The Republic of Turkey
After the collapse of the multiethnic, religion-based Ottoman State and the Turkish National War, Turkey became a compact, secular, and largely Turkish nation-state. The principles of republicanism, nationalism, populism, statism, secularism, and revolution (meaning continuing change in the state and society) were “officially” accepted as the essential principles to guide the new Turkey.
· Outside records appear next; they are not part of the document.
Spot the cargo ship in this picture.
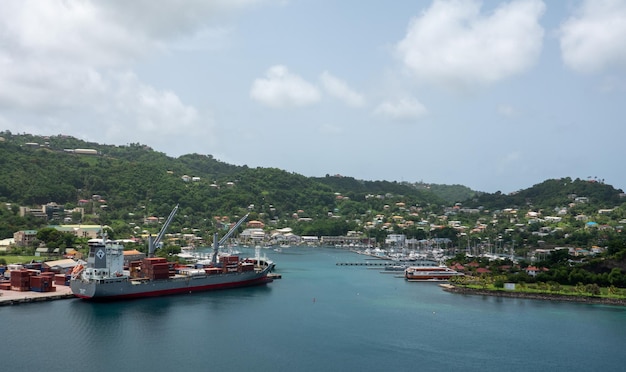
[70,206,274,300]
[404,265,463,282]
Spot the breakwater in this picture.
[441,284,626,306]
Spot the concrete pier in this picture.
[0,285,75,306]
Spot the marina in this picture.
[0,247,626,372]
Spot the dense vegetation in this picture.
[0,131,626,287]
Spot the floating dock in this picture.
[336,261,403,266]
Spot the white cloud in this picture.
[560,0,626,73]
[374,97,428,120]
[0,0,232,154]
[112,72,201,136]
[396,0,545,87]
[320,71,365,107]
[250,65,320,108]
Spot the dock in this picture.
[0,285,75,306]
[336,261,403,266]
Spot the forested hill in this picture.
[0,131,622,224]
[466,177,624,209]
[0,132,446,219]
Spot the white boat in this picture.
[404,265,463,282]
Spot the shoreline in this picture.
[439,284,626,306]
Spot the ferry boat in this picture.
[70,206,274,300]
[404,265,463,282]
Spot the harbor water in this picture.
[0,247,626,372]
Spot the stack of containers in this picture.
[54,274,72,285]
[128,261,141,278]
[141,257,170,280]
[11,269,32,292]
[241,262,254,272]
[30,274,56,292]
[220,256,239,273]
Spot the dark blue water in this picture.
[0,247,626,371]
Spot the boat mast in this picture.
[148,204,178,257]
[211,213,250,266]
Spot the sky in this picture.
[0,0,626,193]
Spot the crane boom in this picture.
[211,213,250,265]
[148,204,178,257]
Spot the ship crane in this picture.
[211,213,250,266]
[148,204,178,257]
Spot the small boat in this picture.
[404,265,463,282]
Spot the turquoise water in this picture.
[0,247,626,371]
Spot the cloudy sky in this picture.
[0,0,626,192]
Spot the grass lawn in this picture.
[462,284,626,300]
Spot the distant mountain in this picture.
[0,131,623,224]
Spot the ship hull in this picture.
[404,266,463,282]
[70,270,272,301]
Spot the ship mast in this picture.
[211,213,250,266]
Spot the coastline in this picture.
[439,284,626,306]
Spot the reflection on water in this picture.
[0,247,626,371]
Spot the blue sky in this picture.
[0,0,626,192]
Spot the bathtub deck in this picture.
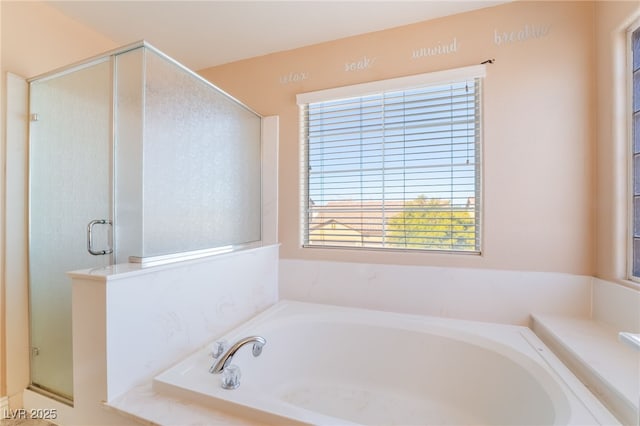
[532,315,640,424]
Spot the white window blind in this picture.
[298,67,484,252]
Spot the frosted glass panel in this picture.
[142,50,261,257]
[29,61,111,398]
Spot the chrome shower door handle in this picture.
[87,219,113,256]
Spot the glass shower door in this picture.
[29,60,113,400]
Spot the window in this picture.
[298,66,485,253]
[630,27,640,279]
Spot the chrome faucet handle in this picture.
[210,339,229,359]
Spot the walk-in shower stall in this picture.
[29,42,261,400]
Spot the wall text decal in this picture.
[280,72,309,84]
[411,37,458,59]
[493,24,551,46]
[344,56,376,72]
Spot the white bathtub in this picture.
[154,301,618,425]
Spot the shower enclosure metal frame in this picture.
[28,41,262,404]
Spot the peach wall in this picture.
[200,2,595,275]
[0,0,116,408]
[595,1,640,282]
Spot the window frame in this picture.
[296,64,486,255]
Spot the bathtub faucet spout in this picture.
[209,336,267,374]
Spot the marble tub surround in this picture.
[532,278,640,425]
[106,377,255,426]
[280,259,593,326]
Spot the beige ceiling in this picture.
[48,0,505,70]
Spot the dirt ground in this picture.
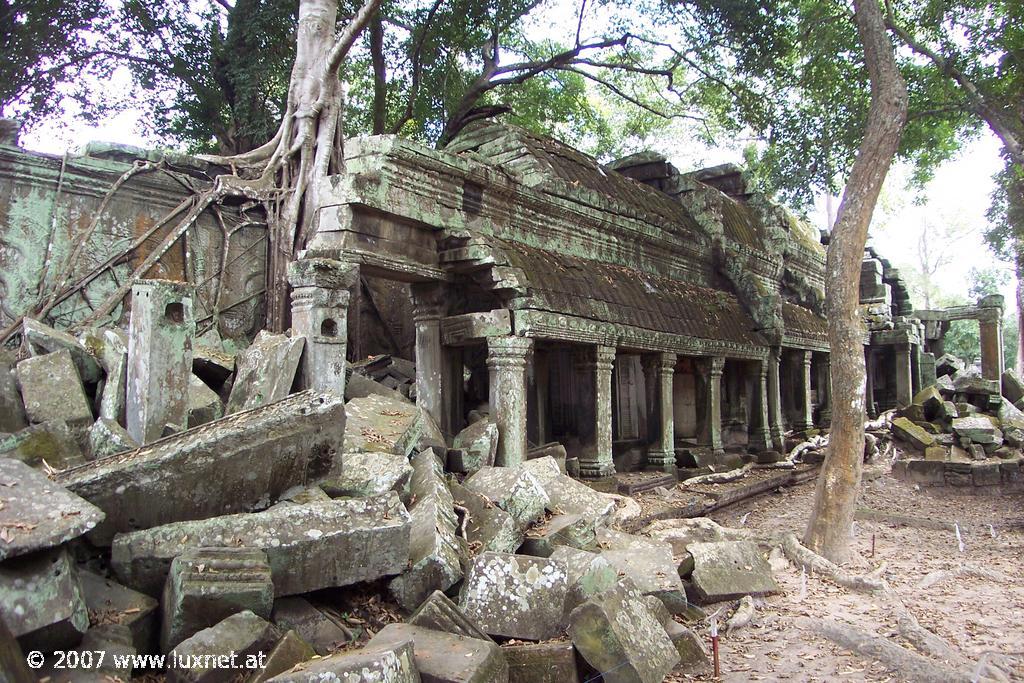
[669,462,1024,681]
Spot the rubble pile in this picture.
[0,311,775,683]
[890,355,1024,494]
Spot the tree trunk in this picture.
[804,0,907,562]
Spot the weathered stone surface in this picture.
[451,418,498,474]
[459,553,568,640]
[522,456,615,524]
[89,418,139,459]
[249,631,316,683]
[271,595,348,656]
[186,375,224,429]
[0,548,89,652]
[22,317,101,383]
[687,541,779,603]
[271,638,421,683]
[321,453,413,502]
[167,611,282,683]
[226,330,306,415]
[79,571,160,652]
[388,449,462,611]
[407,591,490,640]
[367,624,509,683]
[464,465,551,527]
[17,350,92,429]
[569,581,679,683]
[551,546,618,623]
[345,395,423,456]
[502,641,580,683]
[57,391,345,545]
[952,416,1002,445]
[449,481,523,553]
[111,493,410,596]
[892,418,935,451]
[160,548,273,652]
[0,458,103,560]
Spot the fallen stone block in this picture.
[56,391,345,546]
[463,467,551,528]
[449,481,524,553]
[89,418,139,460]
[345,395,423,457]
[160,548,273,652]
[270,595,349,656]
[111,493,410,596]
[319,453,413,502]
[249,631,316,683]
[569,581,679,683]
[22,317,102,384]
[226,330,306,415]
[459,553,568,640]
[17,350,92,429]
[449,418,498,474]
[687,540,774,604]
[502,641,580,683]
[0,458,103,560]
[388,450,462,611]
[522,456,615,525]
[79,570,160,653]
[367,624,509,683]
[407,591,490,641]
[0,547,89,652]
[892,418,935,451]
[191,375,224,429]
[270,638,421,683]
[167,611,282,683]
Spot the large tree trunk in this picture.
[804,0,907,562]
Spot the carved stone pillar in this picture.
[768,346,785,453]
[288,258,358,396]
[793,351,814,431]
[746,360,772,453]
[699,356,725,453]
[580,346,615,479]
[487,337,534,467]
[893,344,913,408]
[818,354,831,427]
[412,283,445,425]
[644,353,676,472]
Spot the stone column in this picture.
[487,336,534,467]
[125,280,196,443]
[699,356,725,453]
[793,351,814,431]
[288,258,358,396]
[818,353,831,427]
[978,308,1002,380]
[645,353,676,472]
[412,283,444,426]
[746,360,772,453]
[893,344,913,408]
[767,346,785,453]
[580,346,615,479]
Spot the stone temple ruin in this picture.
[0,123,1024,682]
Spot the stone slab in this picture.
[345,394,423,457]
[367,624,509,683]
[459,553,568,640]
[56,391,345,546]
[111,493,410,596]
[0,458,103,561]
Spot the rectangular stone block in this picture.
[111,493,410,596]
[459,553,568,640]
[367,624,509,683]
[56,391,345,546]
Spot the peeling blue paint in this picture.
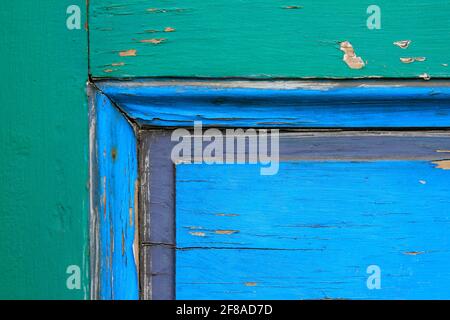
[94,92,139,300]
[101,82,450,128]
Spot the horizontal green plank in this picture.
[90,0,450,78]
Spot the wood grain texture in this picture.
[0,0,89,299]
[90,0,450,78]
[139,130,175,300]
[99,81,450,128]
[176,160,450,299]
[91,88,139,300]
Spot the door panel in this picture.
[176,145,450,299]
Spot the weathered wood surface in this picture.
[89,0,450,78]
[135,130,450,299]
[90,87,139,300]
[0,0,89,300]
[99,81,450,128]
[176,160,450,299]
[139,130,176,300]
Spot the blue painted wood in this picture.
[91,92,139,300]
[176,161,450,299]
[100,81,450,128]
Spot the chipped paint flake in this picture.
[400,57,427,63]
[216,230,239,235]
[216,213,239,217]
[119,49,137,57]
[433,160,450,170]
[244,282,258,287]
[394,40,411,49]
[403,251,425,256]
[140,38,167,44]
[189,232,206,237]
[340,41,365,69]
[419,73,431,81]
[282,6,303,10]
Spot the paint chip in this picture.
[216,213,239,217]
[419,73,431,81]
[404,251,425,256]
[140,38,167,44]
[400,57,427,63]
[189,232,206,237]
[394,40,411,49]
[216,230,239,235]
[340,41,365,69]
[433,160,450,170]
[119,49,137,57]
[244,282,258,287]
[283,6,303,10]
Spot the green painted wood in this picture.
[0,0,89,299]
[90,0,450,78]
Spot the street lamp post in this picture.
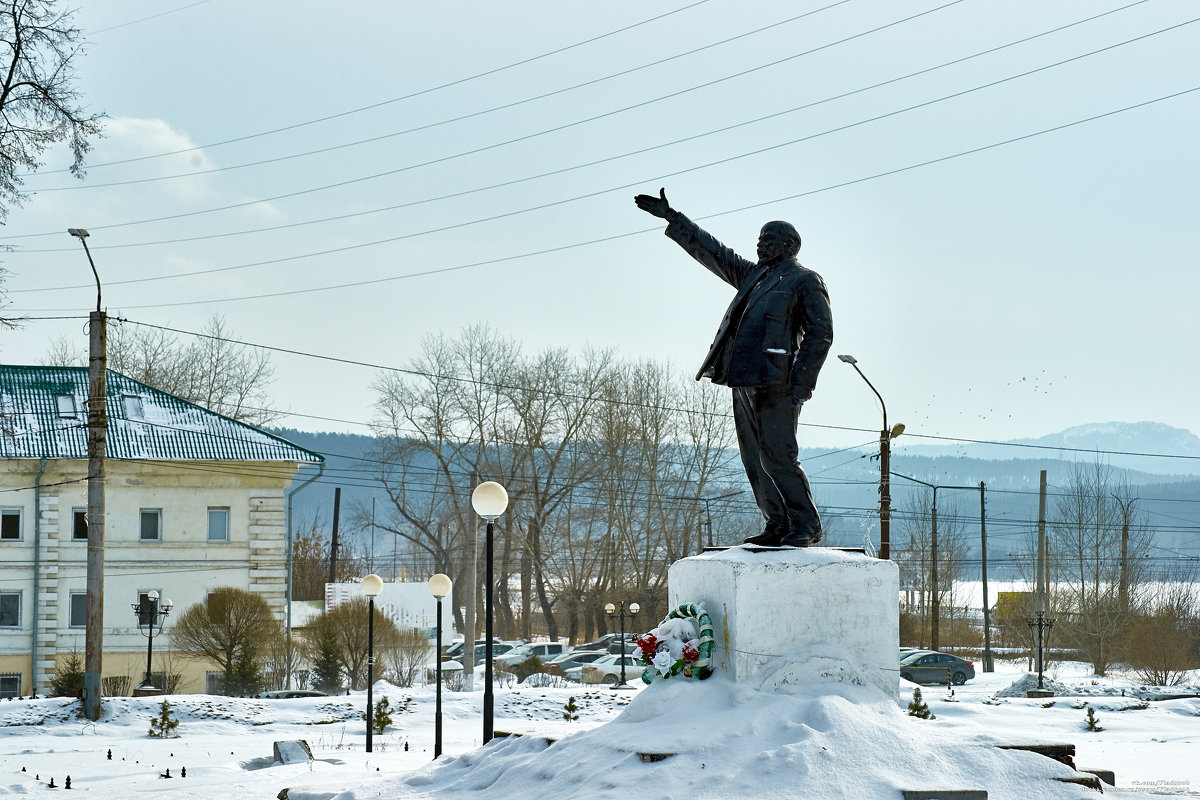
[838,355,904,559]
[470,481,509,745]
[67,228,108,722]
[131,591,175,694]
[604,600,642,688]
[362,572,383,753]
[430,572,454,758]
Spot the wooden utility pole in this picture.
[329,486,342,583]
[1030,470,1046,690]
[67,228,108,721]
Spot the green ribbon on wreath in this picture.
[642,603,713,684]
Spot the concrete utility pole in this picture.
[979,481,996,672]
[67,228,108,721]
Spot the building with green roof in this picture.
[0,366,323,697]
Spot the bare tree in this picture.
[1121,569,1200,686]
[170,587,282,694]
[0,0,103,222]
[42,314,281,426]
[302,597,400,690]
[1049,462,1151,675]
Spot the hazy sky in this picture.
[0,0,1200,445]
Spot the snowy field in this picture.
[0,662,1200,800]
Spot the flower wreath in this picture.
[636,603,713,684]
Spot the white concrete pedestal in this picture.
[667,547,900,696]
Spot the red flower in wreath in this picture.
[634,633,659,657]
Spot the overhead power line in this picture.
[0,0,966,241]
[9,0,1156,253]
[11,86,1200,312]
[32,0,720,175]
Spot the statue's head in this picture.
[758,219,800,264]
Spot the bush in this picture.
[908,688,936,720]
[100,675,133,697]
[50,650,83,697]
[150,700,179,739]
[362,697,393,735]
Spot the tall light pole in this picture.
[67,228,108,722]
[130,591,175,694]
[430,572,451,758]
[604,600,642,688]
[362,572,383,753]
[468,481,509,745]
[838,355,904,559]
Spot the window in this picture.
[142,509,162,542]
[121,395,145,420]
[209,509,229,542]
[71,591,88,627]
[138,589,162,627]
[71,509,88,542]
[0,591,20,627]
[54,395,79,420]
[0,509,20,542]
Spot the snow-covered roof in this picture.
[0,365,324,463]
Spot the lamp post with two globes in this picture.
[362,572,383,753]
[604,600,642,688]
[430,572,454,758]
[131,591,175,694]
[470,481,509,745]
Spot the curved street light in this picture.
[838,355,904,560]
[430,572,454,758]
[470,481,509,745]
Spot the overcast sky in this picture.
[0,0,1200,445]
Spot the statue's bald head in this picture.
[758,219,800,264]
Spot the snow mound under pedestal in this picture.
[289,673,1090,800]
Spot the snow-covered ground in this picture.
[0,662,1200,800]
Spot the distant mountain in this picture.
[895,422,1200,475]
[272,422,1200,579]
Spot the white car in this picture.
[496,642,569,667]
[566,652,644,686]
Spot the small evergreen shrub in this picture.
[563,694,580,722]
[362,697,391,735]
[150,700,179,739]
[50,650,83,697]
[908,688,937,720]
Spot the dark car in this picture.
[575,633,620,652]
[542,650,607,675]
[900,650,974,686]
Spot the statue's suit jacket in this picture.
[666,212,833,399]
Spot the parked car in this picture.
[566,654,643,686]
[542,650,608,678]
[446,639,518,666]
[608,633,637,655]
[496,642,568,666]
[900,650,974,686]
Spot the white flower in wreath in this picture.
[650,650,676,675]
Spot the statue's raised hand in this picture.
[634,188,673,219]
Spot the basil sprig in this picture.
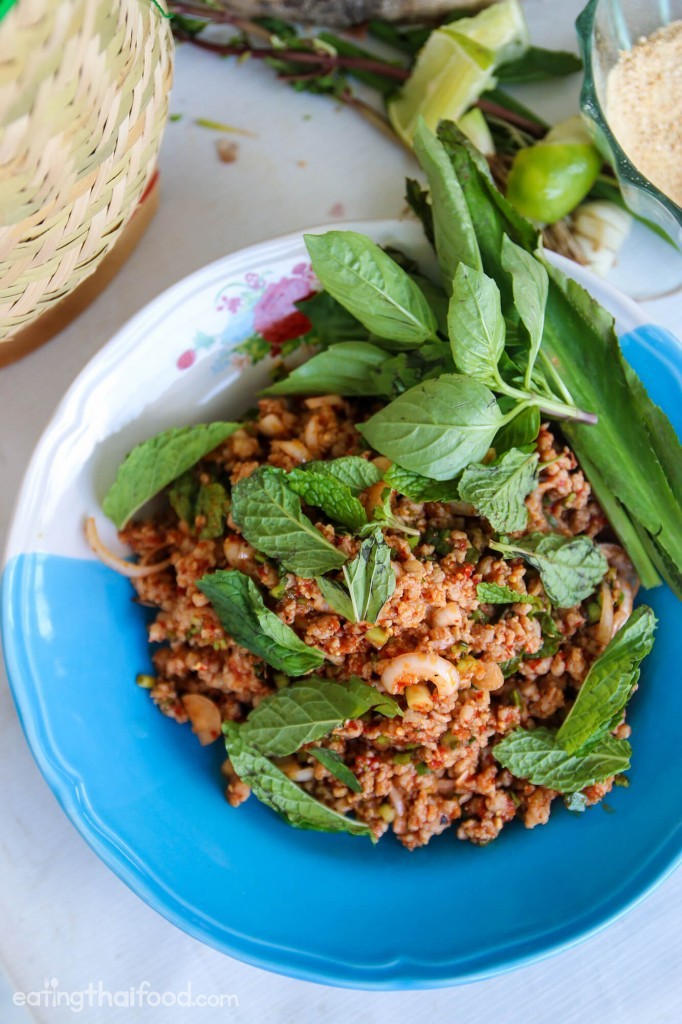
[197,569,325,676]
[489,534,608,608]
[101,423,241,529]
[358,374,503,480]
[303,231,438,348]
[231,466,346,579]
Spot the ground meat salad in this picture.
[110,394,638,850]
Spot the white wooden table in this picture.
[0,0,682,1024]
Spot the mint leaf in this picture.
[447,263,505,388]
[476,583,543,608]
[223,722,375,842]
[343,528,395,623]
[287,468,367,530]
[308,746,363,793]
[197,569,325,676]
[263,341,391,395]
[460,449,540,534]
[556,606,656,754]
[493,728,632,793]
[303,231,437,347]
[489,534,608,608]
[502,234,549,387]
[384,463,460,502]
[357,374,502,480]
[232,466,346,579]
[303,455,382,497]
[101,423,241,529]
[195,480,229,541]
[409,119,481,290]
[315,577,357,623]
[240,676,399,758]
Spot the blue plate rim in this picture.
[0,221,682,990]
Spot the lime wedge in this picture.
[388,29,495,145]
[441,0,530,67]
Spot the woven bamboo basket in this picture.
[0,0,173,352]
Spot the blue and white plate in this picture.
[2,221,682,988]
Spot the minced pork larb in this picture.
[111,395,637,849]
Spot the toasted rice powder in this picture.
[121,398,637,849]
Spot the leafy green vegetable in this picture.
[287,468,367,530]
[304,231,437,346]
[294,291,369,348]
[315,577,357,623]
[358,374,503,480]
[413,119,481,291]
[263,341,391,396]
[460,449,540,532]
[447,263,505,388]
[430,123,682,596]
[384,464,460,502]
[240,676,399,758]
[502,234,549,388]
[476,583,543,608]
[495,46,583,85]
[556,606,656,754]
[101,423,240,529]
[493,728,632,793]
[304,455,382,497]
[493,406,540,455]
[223,722,375,842]
[195,480,229,541]
[308,746,363,793]
[343,528,395,623]
[489,534,608,608]
[197,569,325,676]
[232,466,346,579]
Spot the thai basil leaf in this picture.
[101,423,241,529]
[263,341,391,396]
[195,480,229,541]
[308,746,363,793]
[287,468,367,530]
[343,528,395,623]
[405,119,481,291]
[502,234,549,384]
[303,231,437,347]
[460,449,540,534]
[315,577,357,623]
[384,464,460,502]
[493,406,540,455]
[223,722,375,842]
[294,291,369,348]
[476,583,543,608]
[447,263,505,388]
[489,534,608,608]
[197,569,325,676]
[357,374,502,480]
[303,455,382,498]
[493,728,632,793]
[232,466,346,579]
[557,606,656,754]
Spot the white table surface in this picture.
[0,0,682,1024]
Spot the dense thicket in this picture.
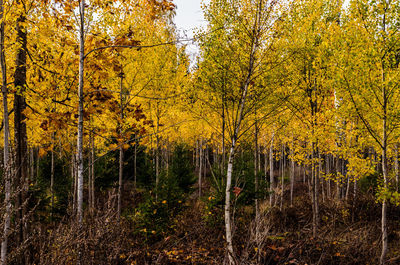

The founders of the republic asserted that Islam and Sufism had made the Ottoman State stagnant and backward. They imposed their own style of Europeanization by abolishing the Sultanate and Caliphate, closing religious schools and religious courts, and outlawing traditional male headgear and Sufi brotherhoods. They replaced the Islamic legal code with a mixture of Swiss civil, Italian penal, and German commercial codes; increased women’s emancipation; outlawed polygamy; made marriage and divorce civil affairs; and replaced the Arabic-based Ottoman alphabet with a Latin-based one. They also stipulated that the Turks should take family surnames, thereby abandoning the traditional system, and allowed women to vote for parliamentary members and hold parliamentary seats.
To further weaken Islam’s hold, the new republic also abolished the office of the Shaykh al-Islam, converted many mosques to secular uses, forbade calling the people to prayer in Arabic, and discouraged all public manifestations of religion.